The Pemberton parents who lost three children in a tragic car accident in Europe almost a year ago have spent a frantic seven hours searching a Danish forest after their surviving son became separated from them at the weekend.

Brian and Maria O'Shea went for a walk in woods in North Jutland, in northern Denmark, to pick strawberries with their 18-month-old son Torben and family friends on Saturday night.

Torben miraculously survived the crash that claimed the life of his sister Saoirse, 9, and brothers Soren, 11, and Connor, 3.

They were killed when a speeding and texting driver ploughed into the car Mrs O'Shea was driving near her parents' home in Sindal, north Denmark.

Mr O'Shea said on his Facebook page that when he moved to a ridge further up and off the track in North Jutland, Torben appeared to try to find him and left his mother and her friends behind.

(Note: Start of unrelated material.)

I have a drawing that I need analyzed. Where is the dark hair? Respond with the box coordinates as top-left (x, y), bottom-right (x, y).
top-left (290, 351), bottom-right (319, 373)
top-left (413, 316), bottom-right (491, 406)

Soren, Connor and Saoirse O'Shea, killed in a car crash nearly a year ago.


"He continued down the track and left it entering (the) woods," Mr O'Shea wrote. "Maria came looking for him and we couldn't find him. Thirty minutes in we decided to call in the police as there was no sign of him and we couldn't hear him anywhere."

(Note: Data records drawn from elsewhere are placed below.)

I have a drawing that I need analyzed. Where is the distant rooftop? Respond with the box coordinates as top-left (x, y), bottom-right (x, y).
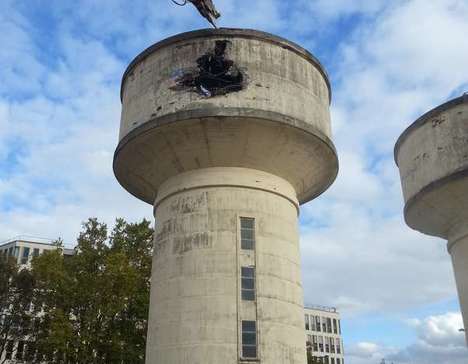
top-left (304, 304), bottom-right (338, 313)
top-left (0, 235), bottom-right (54, 246)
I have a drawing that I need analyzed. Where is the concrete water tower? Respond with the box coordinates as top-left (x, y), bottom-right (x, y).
top-left (395, 95), bottom-right (468, 342)
top-left (114, 29), bottom-right (338, 364)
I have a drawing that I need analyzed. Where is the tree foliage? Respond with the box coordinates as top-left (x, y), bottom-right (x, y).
top-left (32, 219), bottom-right (153, 364)
top-left (0, 258), bottom-right (37, 362)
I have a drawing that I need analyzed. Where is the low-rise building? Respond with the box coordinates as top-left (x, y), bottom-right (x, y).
top-left (304, 306), bottom-right (344, 364)
top-left (0, 236), bottom-right (74, 364)
top-left (0, 236), bottom-right (74, 266)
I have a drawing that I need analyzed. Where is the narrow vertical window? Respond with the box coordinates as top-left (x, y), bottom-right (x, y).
top-left (335, 338), bottom-right (341, 354)
top-left (16, 341), bottom-right (24, 360)
top-left (241, 267), bottom-right (255, 301)
top-left (319, 336), bottom-right (323, 353)
top-left (5, 340), bottom-right (15, 359)
top-left (21, 247), bottom-right (30, 264)
top-left (242, 321), bottom-right (257, 359)
top-left (240, 217), bottom-right (255, 250)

As night fell, police arrived with dog handlers and a helicopter with heat-sensing equipment was brought in.

"The rain got heavier and the temperature dropped and we thought that … I won't say but the faces of the emergency guys made it obvious that this was not good," Mr O'Shea wrote.

"Soren, Saoirse and Connor were never far from my mind and in a strange way it was comforting, rather than the normal feeling I have when I realise they are not here," he said.

The aftermath of the horrific crash in Denmark.


Mr O'Shea said that at 4am when first light broke, he went out and searched paths he thought his son might have taken. After several routes and searches the devastated father saw something that resembled a tree stump, "but was blue".

"I ran over and it was Torben.

"He was face-down, wide-eyed and not moving. My heart stopped as I reached for him, he was rigid. I picked him up and felt the heat from his chest, he cried out and I knew he was all right. My heart started beating again.

"The world returned to a better place and I brought him home to Mor. He is now the same little chirpy toddler and hale and hearty," he wrote.